Furtive and subtle, the advanced persistent threat has been lurking for five year before being ferreted out

Active since 2019 but only gaining attention in mid-2020, an advanced persistent threat group targeting government and diplomatic entities in the Middle East and South Asia has been brought to light.

The capable and moderately stealthy actor, GoldenJackal, deploys a specific toolset intended to control the machines of their victims, to spread across systems using removable drives, and to exfiltrate files for espionage.

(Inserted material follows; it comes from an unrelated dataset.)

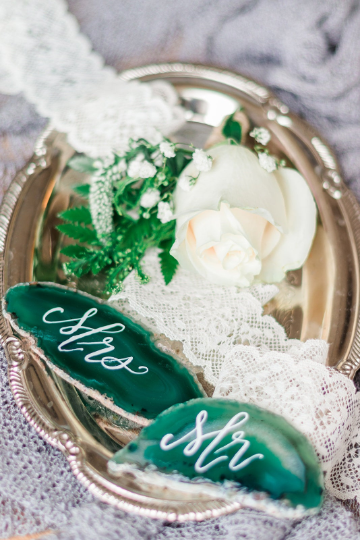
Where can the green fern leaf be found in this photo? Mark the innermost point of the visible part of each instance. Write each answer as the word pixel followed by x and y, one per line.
pixel 82 164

According to Kaspersky investigators, the following activities have been traced to the threat group:

    • Use of fake Skype installers and malicious Word documents as initial vectors for their attacks. The fake installers contain two resources: the JackalControl Trojan and a legitimate Skype for business standalone installer. Another infection vector is a malicious document that uses the remote template injection technique to download a malicious HTML page that exploits CVE-2022-30190 (Follina). The first description of the Follina vulnerability was published on May 29, 2022 and the malicious document appears to have been modified on 1 June, two days after publication, and was first detected on 2 June.
    • JackalControl is the main trojan, allowing the attackers to control the target machine remotely through a set of predefined and supported commands. Variants of the trojan include code to maintain persistence; others to run without infecting the system. The compromised machine usually gets infected by other components, such as a batch script.
    • Another important tool usually deployed by GoldenJackal is JackalSteal, a tool used to monitor removable USB drives, remote shares, and all logical drives in the targeted system. The malware can work as a standard process or as a service. It cannot maintain persistence, so it must be installed by another component.
    • Finally, GoldenJackal uses a number of additional tools, such as JackalWorm, JackalPerInfo and JackalScreenWatcher. They are deployed in specific cases that were witnessed by Kaspersky researchers aimed at controlling compromised machines, steal credentials, take screen captures of the desktop and so on.

According to the firm’s senior security researcher, Giampaolo Dedola: “Possessing an advanced malware toolset, it has been quite prolific in its attacks on government and diplomatic entities in the Middle East and Southern Asia. Since some of the malware implants are still in the developing stages, it is crucial for cybersecurity teams to watch out for any possible attacks that might be performed by the actor.”